Doripalam looked at the doctor, who gave another of his characteristic shrugs. The familiar intelligence was returning to Tunjin's eyes, but his body looked like a beached whale on the hospital bed, his immense chest rising and falling as he struggled to speak.

“Can you hear me, Tunjin? It's me, Doripalam. Are you all right?”

“Gun,” Tunjin said again, his intonation growing more urgent. “I shot—” His eyes were darting backwards and forwards, as though
trying to work out who was present, who was listening. It was still not clear he recognised Doripalam.

“It's all right,” Doripalam tried to sound calm. “You don't need to worry. You did the right thing.”

“But—” Tunjin stopped, as though trying painfully to work his way through a complex argument. “But …” He stuttered to a halt once more.

Doripalam turned to the doctor. “Is he all right, do you think?”

The doctor was watching Tunjin's movements with apparently casual interest. He nodded towards the monitor behind the bed. “Better than I would have believed possible,” he said at last. “I don't know what was wrong with him, but it certainly wasn't a stroke. Or if it was we've just witnessed a miracle. Perhaps I should get one of the priests in here. Those Western born-again ones who hang around the square. They're very keen on the hand of God stuff, I understand.”

Doripalam gazed at him for a second, then redirected his attention back to Tunjin. Tunjin's mouth was opening and closing. Finally, he spoke again: “Gun—I shot—” He paused again, holding his breath as though making a final effort to articulate whatever idea he was wrestling with. “It was the gun,” he said at last, quite distinct this time. “Whose gun? Whose gun was it?”

It suddenly struck Doripalam that this was more than a succession of random stuttered words. He had assumed that Tunjin was simply trying to come to grips with the whirl of ideas and images filling his brain. But he was trying to say something quite specific.

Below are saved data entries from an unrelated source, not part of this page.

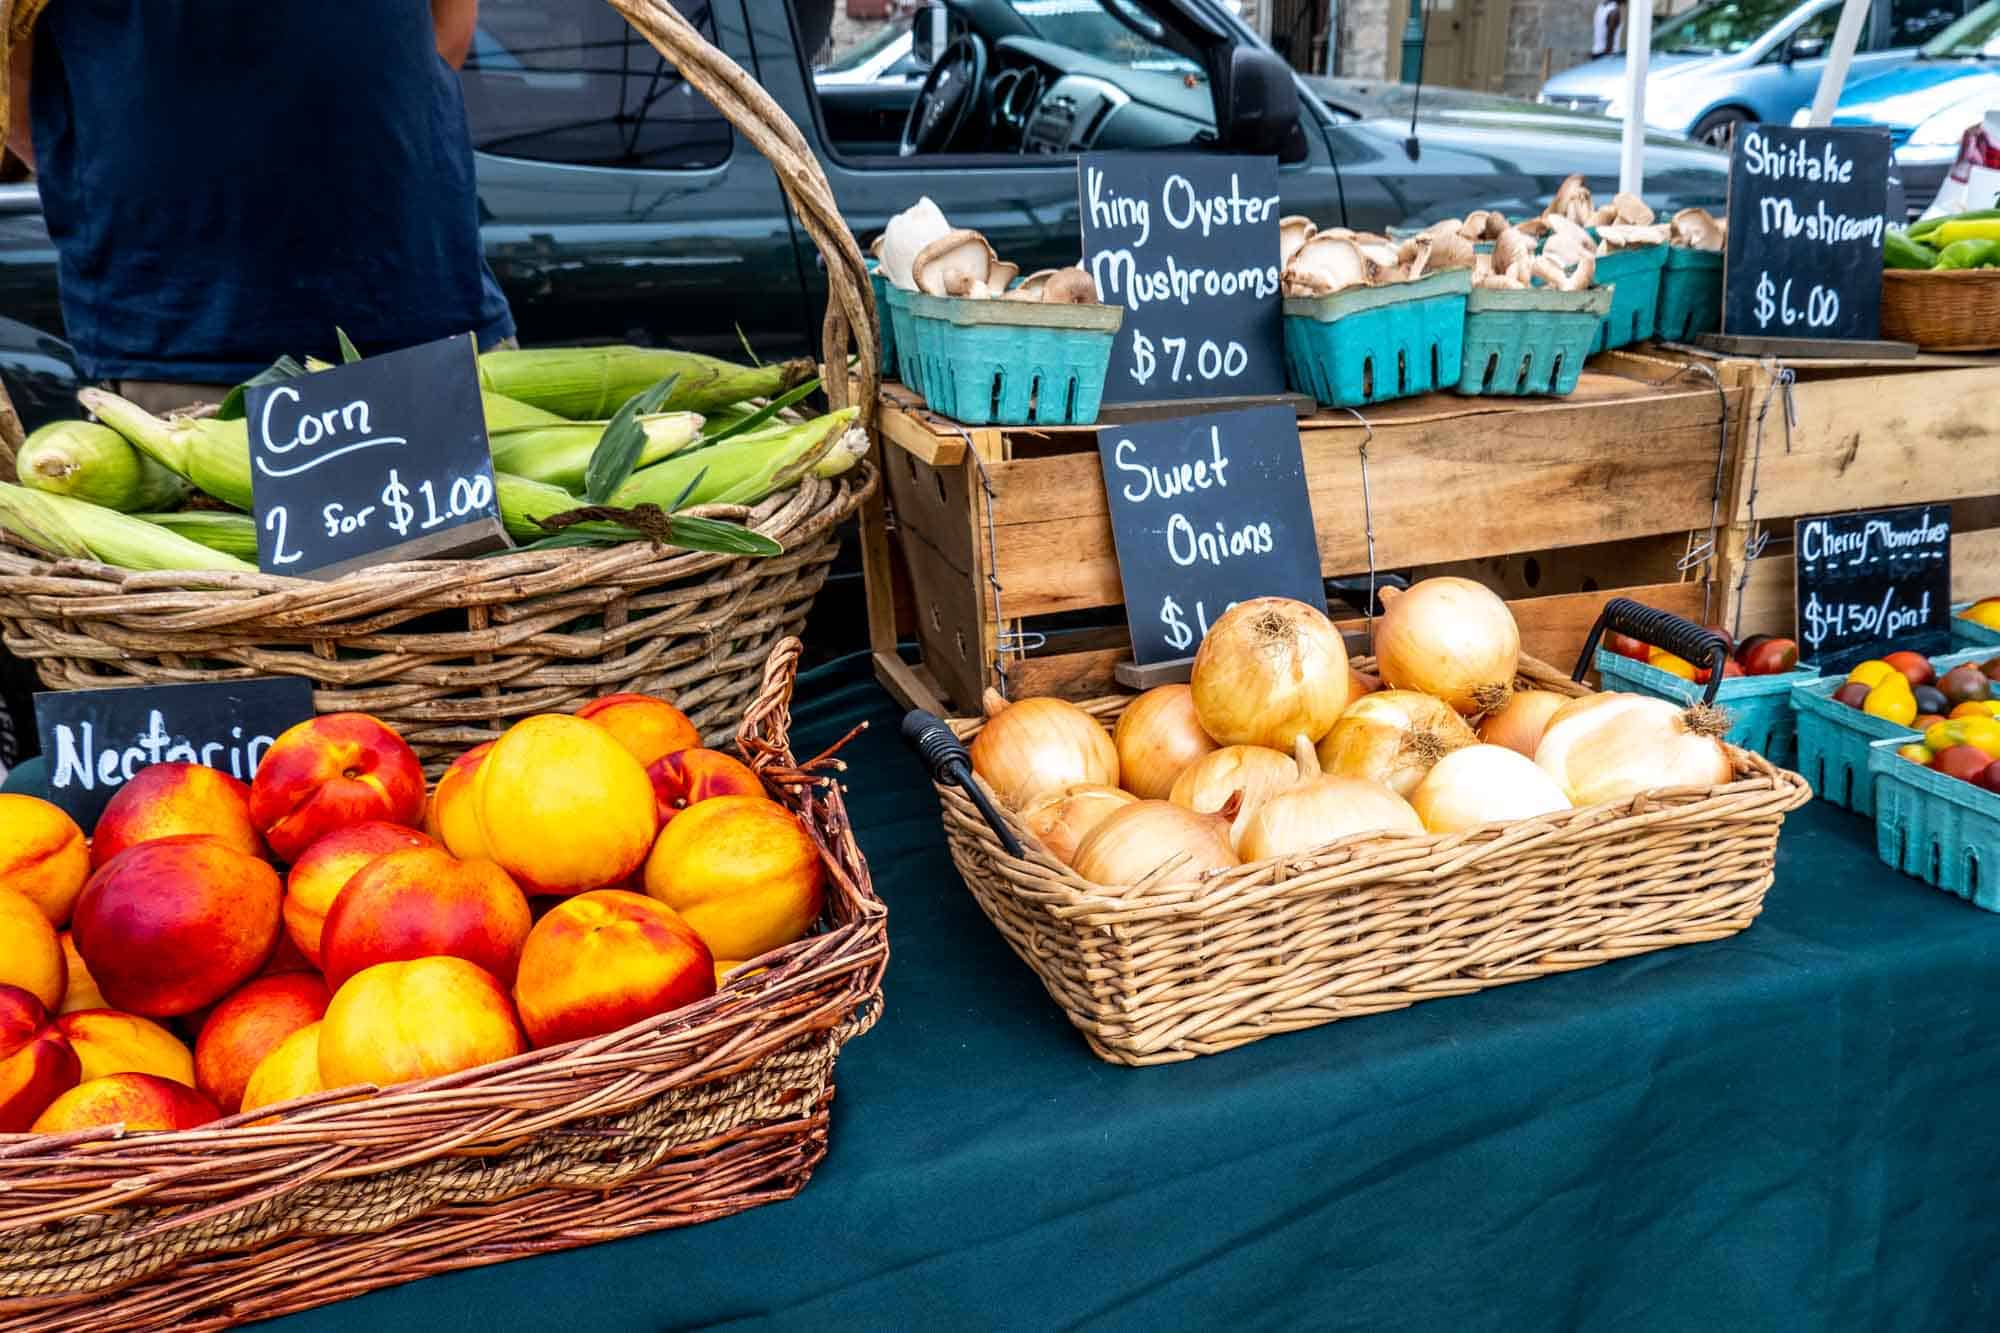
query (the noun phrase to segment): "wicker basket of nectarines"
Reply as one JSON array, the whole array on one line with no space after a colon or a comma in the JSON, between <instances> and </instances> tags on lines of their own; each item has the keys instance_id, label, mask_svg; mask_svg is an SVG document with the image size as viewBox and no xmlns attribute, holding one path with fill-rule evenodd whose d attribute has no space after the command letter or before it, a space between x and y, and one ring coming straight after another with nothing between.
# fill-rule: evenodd
<instances>
[{"instance_id":1,"label":"wicker basket of nectarines","mask_svg":"<svg viewBox=\"0 0 2000 1333\"><path fill-rule=\"evenodd\" d=\"M385 723L91 836L0 796L0 1327L214 1326L797 1190L888 946L787 639L704 748L636 694L430 786ZM260 1280L261 1279L261 1280Z\"/></svg>"}]
</instances>

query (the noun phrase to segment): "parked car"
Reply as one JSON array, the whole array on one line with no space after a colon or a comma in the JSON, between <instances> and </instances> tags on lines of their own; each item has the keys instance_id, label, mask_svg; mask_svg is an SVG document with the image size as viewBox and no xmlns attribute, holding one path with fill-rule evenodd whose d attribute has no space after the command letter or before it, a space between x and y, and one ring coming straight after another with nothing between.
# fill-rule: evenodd
<instances>
[{"instance_id":1,"label":"parked car","mask_svg":"<svg viewBox=\"0 0 2000 1333\"><path fill-rule=\"evenodd\" d=\"M1833 123L1889 131L1904 199L1911 213L1921 213L1959 162L2000 167L2000 160L1988 160L2000 158L1994 151L2000 145L1968 142L1981 117L1995 109L2000 109L2000 0L1988 0L1926 42L1910 63L1850 78ZM1803 120L1801 114L1794 123Z\"/></svg>"},{"instance_id":2,"label":"parked car","mask_svg":"<svg viewBox=\"0 0 2000 1333\"><path fill-rule=\"evenodd\" d=\"M1914 59L1975 0L1874 0L1850 82ZM1646 124L1727 148L1739 125L1785 124L1812 101L1841 0L1708 0L1653 31ZM1550 106L1625 113L1625 57L1604 56L1542 85Z\"/></svg>"}]
</instances>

“Tunjin,” he said, “what is it? What do you mean?”

“I think,” a quiet voice said from behind them, “that he's enquiring about the ownership of the weapon.”

Doripalam looked around, startled despite the gentleness of the voice. Startled, above all, because he recognised the speaker. “Nergui,” he said, turning to face the tall figure standing in the now open doorway.

Nergui said nothing, his impassive gaze fixed on the figure on the bed.

“I left you a message,” Doripalam was aware that his voice sounded almost accusatory. For the first time, he realised that Nergui was not alone. Two men in plain dark suits were standing behind him, only half visible in the shadows of the corridor.

Nergui nodded. “I know. Thank you. That was good of you.” He paused, his blue eyes still fixed on Tunjin. “But I'd already been contacted.”

Doripalam finally grasped the significance of the words that Nergui had spoken seconds before. “What did you mean, ‘ownership of the weapon'?”

“The ministry is investigating what happened in the square.”